Satoshi-era Bitcoin Wallet Moves 20 BTC After 15.8 Years

A 2010 Bitcoin address moved 20 BTC (about $1.47M) on May 31, 2026, ending 15.8 years of inactivity in block 951,828.

A Bitcoin address created in August 2010 moved 20 BTC on May 31, 2026. The transfer was recorded in block 951,828, mined at 05:14 UTC, and was worth about $1.47 million when Bitcoin traded near $73,608. The address begins with 1CDSyXAQxro4FPUoqAQb and had been inactive for roughly 15.8 years.

Galaxy Research flagged the transaction. The wallet dates to a period when CPU mining was common and the network was maintained by a small number of participants. The address last received funds in August 2010.

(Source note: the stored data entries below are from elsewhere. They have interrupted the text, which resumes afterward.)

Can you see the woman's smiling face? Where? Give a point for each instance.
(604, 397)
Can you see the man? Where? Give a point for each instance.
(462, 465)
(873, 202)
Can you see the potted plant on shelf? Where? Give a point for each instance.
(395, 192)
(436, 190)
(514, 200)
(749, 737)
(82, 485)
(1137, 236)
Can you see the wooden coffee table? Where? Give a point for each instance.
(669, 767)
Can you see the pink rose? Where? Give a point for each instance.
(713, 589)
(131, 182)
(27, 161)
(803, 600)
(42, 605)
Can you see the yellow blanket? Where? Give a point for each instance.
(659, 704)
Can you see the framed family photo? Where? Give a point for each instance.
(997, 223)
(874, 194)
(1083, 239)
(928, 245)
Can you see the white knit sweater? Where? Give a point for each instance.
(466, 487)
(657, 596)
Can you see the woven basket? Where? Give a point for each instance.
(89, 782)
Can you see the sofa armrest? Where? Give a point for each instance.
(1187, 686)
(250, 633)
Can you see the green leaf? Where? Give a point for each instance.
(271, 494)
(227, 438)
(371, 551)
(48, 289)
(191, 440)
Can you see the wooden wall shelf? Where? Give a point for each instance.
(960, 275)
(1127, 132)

Alex Thorn, head of firmwide research at Galaxy, wrote that the coins are not suspected to belong to Satoshi Nakamoto. He added that Galaxy applies on-chain heuristics to distinguish likely Satoshi-related clusters from other early wallets and that the 20 BTC did not match known Satoshi patterns.

On-chain analysts have recorded several reactivations of long-dormant miner wallets through 2025 and 2026. Many of those reactivations produced limited market reaction. The 20 BTC moved in this case is a small amount relative to Bitcoin’s roughly $16.3 billion in daily spot trading volume. Bitcoin was down about 4% over the past week and about 6.2% over the previous 30 days.

Earlier this year, roughly 80,000 BTC was routed to exchanges without triggering sharp price moves. Whether the owner of the recently active address intends to sell, consolidate funds, or migrate coins to newer address formats will become clear only if the tokens reach an exchange. Analysts note the transfer is part of a redistribution pattern among long-term holders observed during 2026.